This story explored why Australia is not perceived to be in the same league as the United States in the new economy stakes – notwithstanding our credible economic performance and growth record, and the gloss coming off high tech investments in the USA over recent months.

David Forman's message was that the measure of a new economy is not just how many dotcom companies are being created. It is about the degree to which the new possibilities being opened up by IT and internet businesses are being adopted in the wider business community.

Forman quoted an anecdote recounted by Scott McNealy, Chairman and CEO of Sun Microsystems about the dynamism and productive new businesses spawned by his swapping of business ideas and insights with Jack Welsh, Chairman and Chief Executive of General Electric, whose corporate leadership is legendary.

McNealy, who is on the Board of GE, advised Welsh to wire all its light bulbs to GE light bulb factories through the internet. That way, McNealy said, the lights in remote buildings could tell the factory when they were about to blow, a light could be produced to replace them and be dispatched, along with a map to the location of the faulty product and an invoice. In one move, GE would have gone from a light products manufacturer to a lighting services company, and made it extremely difficult for rivals to steal its clients.
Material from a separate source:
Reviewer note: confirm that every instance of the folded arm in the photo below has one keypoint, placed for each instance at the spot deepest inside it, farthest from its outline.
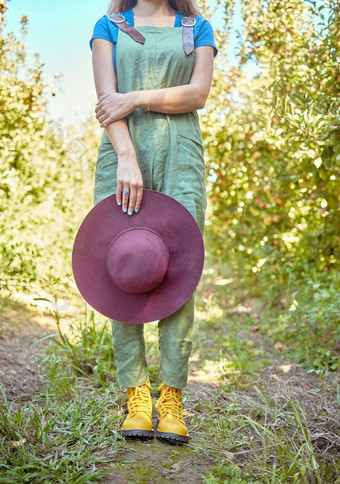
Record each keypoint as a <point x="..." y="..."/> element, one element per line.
<point x="170" y="100"/>
<point x="128" y="173"/>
This is a classic case of knowledge diffusion, of person to person networking that crosses industrial sectors. It's the new knowledge economy at work.

It shows us that companies right across the economy must take advantage of fresh opportunities and new thinking and convert these to an international competitive advantage.

But, Australia has a major obstacle in doing this. We don't have the critical mass of people, ideas and money on our doorstep. We are out of the loop. There are no Scott McNealys in our neighbourhood with whom we can brainstorm and incubate new imaginative business endeavours that can be bankrolled and test marketed in short order.

So, here's where David Forman abandons conventional wisdom by suggesting that Australia should actually encourage our brain drain to places like Silicon Valley. He argues that the value of Silicon Valley lies less in its inventive information industries and products and more because it operates as a hothouse of the best start up companies and the entrepreneurs and financiers who create and sustain them.

Exporting Aussies into this environment would allow its entrepreneurial culture to rub off on them. Exposure to new ideas and opportunities; learning how to develop start-ups and to commercialise blue sky ideas; experimenting; meeting and networking with others. And potentially bringing all this back home and spreading the know-how and the contacts.

It's an engaging idea. In the new economy, maybe by exporting people temporarily, the brain drain can become the brain gain.